The Bitch, Les Edgerton. As good a noir story as I’ve read in at least ten years, as well as a scathing denunciation of “three strikes and you’re out” statutes, a/k/a Habitual Offenders, a/k/a The Bitch.
Runaway Town, Jay Stringer. An eye-opener. Catching up with Stringer is part of my To Be Read list.
The Black Dahlia, James Ellroy. I’ve heard this is the weakest of the LA Quartet, in which case I’m already hard for The Big Nowhere.
Herbie’s Game, Tim Hallinan. The newest Junior Bender. Another Shamus nomination should be on the way.
In The Morning I’ll be Gone, Adrian McKinty. The third volume of the Troubles Trilogy. Thank God McKinty has decided to make it the Troubles More Than Trilogy, with Book Four due out in 2015.
Inferno: The World at War 1939 – 1945. If you’re looking for one book to sum up World War II, this is the one. Be forewarned: it’s not pretty, though compelling and beautifully written.
Miami Blues, Charles Willeford. Yes, I was late to the party again, and, yes, I plan to catch up.
The Spy Who Came In From the Cold, John leCarre. The book that started one of the great careers of our time. I hope younger readers can get past the archaic Cold War setting to read what the book is really about.
Rogue Island, Bruce DeSilva. Another revelation, added to the “must catch up” list.
Winter’s Bone, Daniel Woodrell. Everything I’d hoped it would be, and I’d hoped for a lot.
Difficult Men, Brett Martin. Must read for fans of what Martin calls the Third Golden Age of Television: The Sopranos, The Wire, The Shield, Deadwood, Mad Men, and Breaking Bad.
Crime Always Pays, Declan Burke. Hiaasen-esque sequel to The Big O. One of the two funniest books I read this year.
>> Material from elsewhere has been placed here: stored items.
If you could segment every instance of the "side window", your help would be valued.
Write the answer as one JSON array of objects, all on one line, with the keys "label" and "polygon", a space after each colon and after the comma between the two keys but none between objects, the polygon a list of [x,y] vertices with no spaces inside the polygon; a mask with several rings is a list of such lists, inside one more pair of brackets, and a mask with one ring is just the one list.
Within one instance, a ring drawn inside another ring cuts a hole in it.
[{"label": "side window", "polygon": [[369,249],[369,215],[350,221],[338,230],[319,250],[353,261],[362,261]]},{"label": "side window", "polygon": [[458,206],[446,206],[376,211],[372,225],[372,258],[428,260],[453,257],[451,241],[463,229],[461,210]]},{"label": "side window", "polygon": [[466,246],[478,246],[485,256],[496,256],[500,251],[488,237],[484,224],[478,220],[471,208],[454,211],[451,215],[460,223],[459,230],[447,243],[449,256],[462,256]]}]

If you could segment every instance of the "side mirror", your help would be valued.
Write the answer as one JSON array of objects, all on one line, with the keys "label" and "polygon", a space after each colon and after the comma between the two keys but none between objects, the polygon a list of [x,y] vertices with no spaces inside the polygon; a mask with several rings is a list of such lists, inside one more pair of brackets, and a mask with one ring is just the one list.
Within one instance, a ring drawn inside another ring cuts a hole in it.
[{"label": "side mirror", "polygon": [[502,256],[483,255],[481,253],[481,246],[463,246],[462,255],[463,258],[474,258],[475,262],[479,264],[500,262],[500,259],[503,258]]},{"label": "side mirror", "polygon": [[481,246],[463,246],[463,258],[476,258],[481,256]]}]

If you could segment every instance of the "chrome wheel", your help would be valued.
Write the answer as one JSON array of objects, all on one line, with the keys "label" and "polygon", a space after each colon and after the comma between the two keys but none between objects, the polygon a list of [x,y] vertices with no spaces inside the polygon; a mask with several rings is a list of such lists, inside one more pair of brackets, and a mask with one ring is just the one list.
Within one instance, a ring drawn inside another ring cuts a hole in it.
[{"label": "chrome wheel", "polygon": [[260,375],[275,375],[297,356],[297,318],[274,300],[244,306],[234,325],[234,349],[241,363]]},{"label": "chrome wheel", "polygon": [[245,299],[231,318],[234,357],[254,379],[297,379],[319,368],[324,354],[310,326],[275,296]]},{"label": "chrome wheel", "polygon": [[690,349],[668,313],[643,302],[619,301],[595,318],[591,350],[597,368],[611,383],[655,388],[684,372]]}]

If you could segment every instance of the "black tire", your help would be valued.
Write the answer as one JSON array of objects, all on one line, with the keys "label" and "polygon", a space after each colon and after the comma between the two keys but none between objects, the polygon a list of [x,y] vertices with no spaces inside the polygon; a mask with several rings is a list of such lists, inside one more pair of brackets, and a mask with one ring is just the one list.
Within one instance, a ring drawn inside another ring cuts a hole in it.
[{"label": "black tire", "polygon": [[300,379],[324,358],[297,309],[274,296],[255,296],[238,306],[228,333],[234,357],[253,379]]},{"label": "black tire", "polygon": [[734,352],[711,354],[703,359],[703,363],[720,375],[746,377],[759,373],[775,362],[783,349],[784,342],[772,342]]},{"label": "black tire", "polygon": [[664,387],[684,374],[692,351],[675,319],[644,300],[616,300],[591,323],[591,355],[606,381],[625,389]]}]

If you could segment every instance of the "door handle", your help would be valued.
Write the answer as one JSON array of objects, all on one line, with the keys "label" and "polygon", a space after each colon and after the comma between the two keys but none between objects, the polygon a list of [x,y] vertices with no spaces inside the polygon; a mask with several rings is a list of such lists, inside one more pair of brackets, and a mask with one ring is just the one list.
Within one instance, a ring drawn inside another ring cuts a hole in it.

The Getaway Car, Donald Westlake. Collected bits of non-fiction that will make you a fan if you aren’t already, and, if you aren’t, why the hell not?
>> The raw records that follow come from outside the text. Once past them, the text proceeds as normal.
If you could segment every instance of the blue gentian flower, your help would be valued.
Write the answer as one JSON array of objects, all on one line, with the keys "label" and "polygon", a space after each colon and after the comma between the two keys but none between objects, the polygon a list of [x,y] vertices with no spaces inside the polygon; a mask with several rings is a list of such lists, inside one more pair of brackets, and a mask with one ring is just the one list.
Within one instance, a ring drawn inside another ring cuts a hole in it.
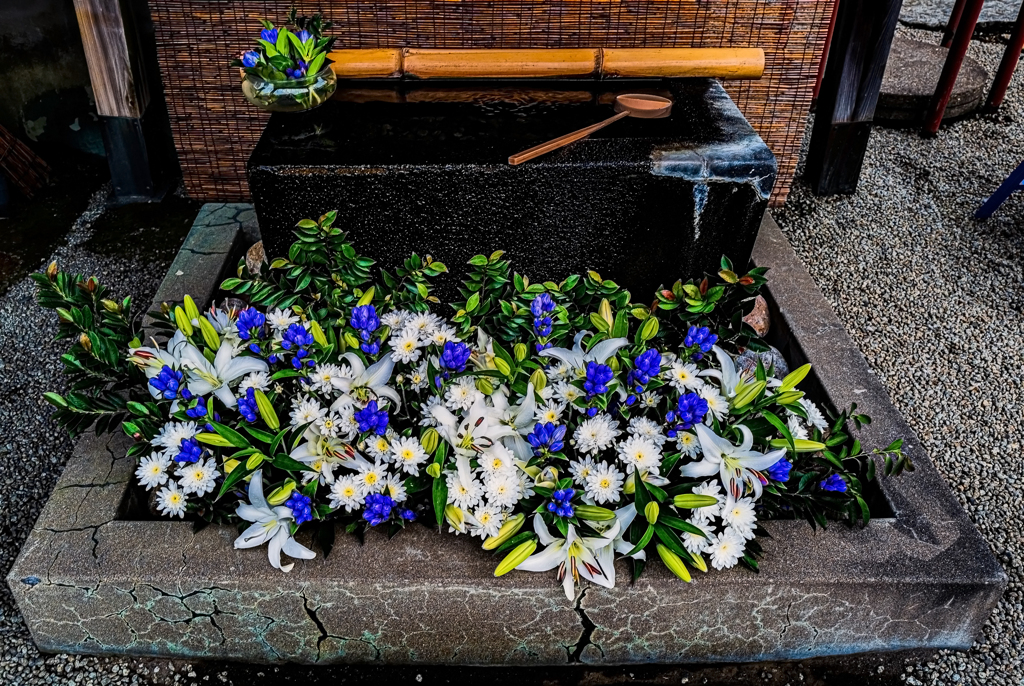
[{"label": "blue gentian flower", "polygon": [[175,456],[175,462],[192,464],[193,462],[198,462],[199,458],[203,456],[203,447],[194,438],[181,439],[181,445],[178,447],[180,452]]},{"label": "blue gentian flower", "polygon": [[206,416],[206,412],[206,398],[202,396],[200,396],[199,399],[196,400],[195,407],[191,407],[185,410],[185,414],[192,419],[202,419],[203,417]]},{"label": "blue gentian flower", "polygon": [[164,365],[160,373],[149,380],[149,385],[156,390],[164,400],[174,400],[181,390],[184,375]]},{"label": "blue gentian flower", "polygon": [[536,424],[533,432],[526,437],[533,446],[533,454],[538,457],[545,452],[557,453],[565,447],[565,426],[555,426],[551,422]]},{"label": "blue gentian flower", "polygon": [[[267,317],[255,307],[247,307],[238,313],[238,321],[235,328],[238,329],[238,337],[243,341],[252,338],[263,338],[263,325],[267,323]],[[259,346],[257,346],[258,350]]]},{"label": "blue gentian flower", "polygon": [[301,493],[293,491],[288,500],[284,502],[284,506],[292,511],[296,525],[301,526],[313,519],[313,503]]},{"label": "blue gentian flower", "polygon": [[309,367],[315,364],[313,360],[303,362],[303,359],[309,356],[308,348],[311,345],[313,345],[313,334],[306,331],[306,327],[302,324],[292,324],[289,326],[281,340],[281,347],[285,350],[295,349],[292,366],[296,369],[301,369],[303,364]]},{"label": "blue gentian flower", "polygon": [[391,510],[395,507],[395,501],[390,496],[371,493],[366,496],[363,507],[363,519],[369,522],[370,526],[377,526],[391,518]]},{"label": "blue gentian flower", "polygon": [[416,513],[408,509],[399,512],[398,516],[407,522],[411,522],[412,520],[416,519]]},{"label": "blue gentian flower", "polygon": [[836,491],[837,493],[846,492],[846,479],[839,476],[838,474],[830,474],[828,478],[821,482],[821,490],[823,491]]},{"label": "blue gentian flower", "polygon": [[450,372],[464,371],[466,369],[466,363],[469,362],[469,356],[472,352],[473,351],[470,347],[465,343],[447,341],[444,344],[444,349],[441,351],[439,364],[442,369]]},{"label": "blue gentian flower", "polygon": [[783,458],[773,464],[765,472],[772,481],[789,481],[789,473],[793,470],[793,463]]},{"label": "blue gentian flower", "polygon": [[686,332],[686,338],[683,339],[683,346],[687,348],[696,347],[699,352],[693,353],[691,357],[694,360],[699,360],[704,357],[704,353],[710,352],[711,347],[717,342],[718,335],[711,333],[708,327],[702,326],[698,329],[696,326],[691,326]]},{"label": "blue gentian flower", "polygon": [[277,29],[263,29],[260,31],[260,38],[267,41],[268,43],[277,42]]},{"label": "blue gentian flower", "polygon": [[259,64],[260,54],[252,50],[242,55],[242,64],[246,67],[255,67]]},{"label": "blue gentian flower", "polygon": [[245,421],[252,424],[256,421],[256,391],[251,388],[245,389],[245,395],[238,399],[238,414],[245,417]]},{"label": "blue gentian flower", "polygon": [[537,352],[540,352],[541,350],[547,350],[552,345],[554,345],[554,344],[553,343],[537,343],[533,347],[537,350]]},{"label": "blue gentian flower", "polygon": [[352,315],[349,324],[357,331],[373,333],[380,328],[380,318],[377,317],[377,308],[373,305],[360,305],[352,308]]},{"label": "blue gentian flower", "polygon": [[587,363],[587,379],[583,382],[583,390],[588,395],[601,395],[608,392],[608,382],[615,376],[612,368],[597,362]]},{"label": "blue gentian flower", "polygon": [[387,433],[388,411],[378,410],[376,400],[371,400],[366,407],[356,412],[355,420],[359,423],[359,431],[362,433],[372,431],[378,436]]},{"label": "blue gentian flower", "polygon": [[547,293],[541,293],[530,303],[530,312],[534,317],[543,317],[555,309],[555,301]]},{"label": "blue gentian flower", "polygon": [[312,37],[313,37],[313,34],[310,33],[309,31],[307,31],[306,29],[302,29],[301,31],[299,31],[299,42],[300,43],[305,43],[306,41],[308,41]]},{"label": "blue gentian flower", "polygon": [[548,503],[548,512],[558,517],[572,517],[576,511],[572,507],[573,496],[576,491],[571,488],[563,488],[551,494],[551,502]]},{"label": "blue gentian flower", "polygon": [[665,415],[669,423],[666,432],[669,438],[675,438],[680,431],[689,431],[695,424],[700,424],[708,413],[708,401],[696,393],[687,393],[679,397],[676,409],[669,410]]},{"label": "blue gentian flower", "polygon": [[633,364],[635,368],[629,373],[626,384],[634,387],[637,393],[643,393],[643,387],[661,373],[661,353],[654,348],[645,350],[637,355]]}]

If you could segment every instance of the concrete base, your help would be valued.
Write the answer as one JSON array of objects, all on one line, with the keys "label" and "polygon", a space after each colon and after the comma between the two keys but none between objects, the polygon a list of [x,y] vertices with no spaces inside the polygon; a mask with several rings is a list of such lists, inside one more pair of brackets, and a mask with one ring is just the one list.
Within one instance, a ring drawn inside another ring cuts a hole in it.
[{"label": "concrete base", "polygon": [[[920,122],[939,83],[946,48],[896,36],[882,77],[876,121]],[[985,102],[988,72],[968,56],[953,86],[943,119],[970,114]]]},{"label": "concrete base", "polygon": [[[942,31],[956,0],[903,0],[900,21],[907,26]],[[986,0],[976,32],[1009,33],[1017,20],[1019,0]]]},{"label": "concrete base", "polygon": [[[180,297],[183,277],[193,295],[213,294],[220,270],[194,270],[189,255],[223,265],[244,211],[204,208],[158,298]],[[1006,585],[1001,567],[768,216],[754,261],[772,268],[774,342],[790,362],[810,361],[825,397],[873,417],[867,449],[907,439],[917,471],[882,483],[891,516],[817,533],[767,522],[759,575],[685,585],[652,564],[632,586],[586,586],[568,603],[549,575],[495,579],[497,559],[478,544],[422,526],[390,542],[373,532],[364,546],[339,535],[329,558],[274,572],[265,551],[232,548],[234,528],[127,519],[127,439],[87,437],[7,577],[34,640],[53,652],[459,665],[968,648]]]}]

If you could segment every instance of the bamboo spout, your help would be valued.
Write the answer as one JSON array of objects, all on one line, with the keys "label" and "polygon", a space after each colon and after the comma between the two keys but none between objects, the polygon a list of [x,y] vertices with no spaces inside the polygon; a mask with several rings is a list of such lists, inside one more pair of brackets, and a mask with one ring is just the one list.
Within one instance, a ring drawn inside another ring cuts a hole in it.
[{"label": "bamboo spout", "polygon": [[761,48],[567,48],[336,50],[339,78],[617,78],[691,76],[759,79]]}]

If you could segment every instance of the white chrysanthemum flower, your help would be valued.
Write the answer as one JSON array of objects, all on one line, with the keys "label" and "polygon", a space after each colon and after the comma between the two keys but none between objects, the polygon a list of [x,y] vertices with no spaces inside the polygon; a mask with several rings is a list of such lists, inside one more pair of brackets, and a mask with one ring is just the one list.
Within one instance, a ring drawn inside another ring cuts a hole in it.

The Drop, Dennis Lehane. Missed an event at NoirCon to finish it. If I had to pick one book as best for me this year, this might be it.
Black Rock, John McFetridge. A worthy addition to the growing list of recent historical crime tales, this one in 1970s Montreal.
The Lincoln Lawyer, Michael Connelly. The set-up didn’t appeal to me. Public opinion and the discount bin at B&N wore me down. Thank you.
For the Dead, Tim Hallinan. The sixth Poke Rafferty shows Hallinan still has new things to say, and is in no danger of slowing down.
The Lost and the Blind, Declan Burke. Yet another departure in content for Burke, and yet another success.
The Good Cop, Brad Parks. I wasn’t sure about Parks, either, having been disappointed in too many “funny” crime books. No disappointments here.
Best re-reads last year:
Pronto, Elmore Leonard. The first appearance of Raylan Givens, and great fun.
Farewell, My Lovely, Raymond Chandler. Currently my favorite Chandler, at least until I read either The Big Sleep or The Long Goodbye again.
The Color of Blood, Declan Hughes. Ed Loy #2. No offense to Hughes’s other work, but I sure hope he hasn’t given up on Ed.
Every Bitter Thing, Leighton Gage. The 87th Precinct in Brazil. For those who know how I feel about Ed McBain, that’s high praise. Gage’s death was a great loss, both as a writer and a generous and gentle person.
Cottonwood, Scott Phillips. No one can spread himself around to different story types and pull it off better than Phillips. As with the Chandler comment, this is my favorite Phillips, at least until I read The Ice Harvest, The walkaway, or Rut again.
The Friends of Eddie Coyle, George V. Higgins. Yes, I read it again. And damned glad of it.
All the President’s Men, Bob Woodward and Carl Bernstein. Should be a whole course on this in every journalism school.